When the researchers compared the two images, "the two didn't line up," says Kavli Institute astrophysicist Marusa Bradac. "This tells us there must be something there, and that it is dark matter." Because dark matter doesn't interact with regular matter, or with itself, it passes right through everything. So when the two galaxy clusters smashed together at a staggering 10 million miles per hour, visible matter slowed down in the crush of the collision, but dark matter flew through unfettered. "The visible matter created a kind of traffic jam in the middle, whereas dark matter has its own highway," Bradac says. The different locations of the two kinds of matter are seen in the image, where red represents visible matter and blue represents the dark stuff.

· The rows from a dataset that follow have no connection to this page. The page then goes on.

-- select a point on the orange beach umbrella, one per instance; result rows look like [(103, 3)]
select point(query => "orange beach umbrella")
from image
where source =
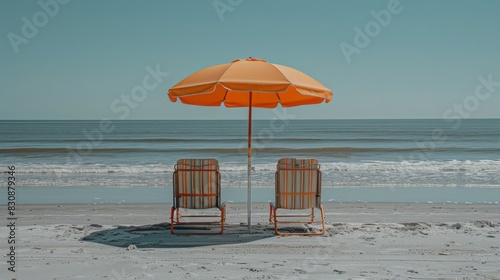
[(249, 83)]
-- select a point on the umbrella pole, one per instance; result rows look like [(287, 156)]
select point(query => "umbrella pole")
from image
[(249, 167)]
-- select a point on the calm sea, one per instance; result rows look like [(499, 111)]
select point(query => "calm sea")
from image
[(352, 153)]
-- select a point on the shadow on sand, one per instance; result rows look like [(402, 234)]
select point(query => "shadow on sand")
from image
[(159, 236)]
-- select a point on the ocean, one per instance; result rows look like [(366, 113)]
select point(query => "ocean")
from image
[(356, 156)]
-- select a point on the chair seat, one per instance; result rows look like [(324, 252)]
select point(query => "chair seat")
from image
[(197, 185), (297, 187)]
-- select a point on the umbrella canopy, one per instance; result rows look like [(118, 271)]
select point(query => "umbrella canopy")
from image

If dark matter exists, it should be present on Earth too. "There are dark matter particles around me and you right now," says Bradac. The next big step for physicists is to detect it in a terrestrial laboratory. That effort got a major boost two months after the Kavli crew announced its discovery, when the most sensitive — and recently upgraded — dark matter detector in the world went online. The Cryogenic Dark Matter Search (CDMS), buried half a mile deep in an old Minnesota iron mine to shield it from cosmic rays, searches for collisions between dark-matter particles called WIMPS and ordinary atoms in 19 hockey-puck-size hunks of germanium. The apparatus is tuned to spot heat energy deposited by these rare impacts, known as scattering events, so the temperature of the instrument's underground silicon and germanium detectors is held at a chilly –459.58 degrees Fahrenheit, just above absolute zero.
Physicists could detect dark matter in the next five years, says Bradac, assuming it has the properties scientists expect. CDMS physicist Dan Akerib of Case Western Reserve University is wagering that it does. "If WIMPS are just around the corner, we might be able to see something," he says. "I'm betting 10 years of my life that they are."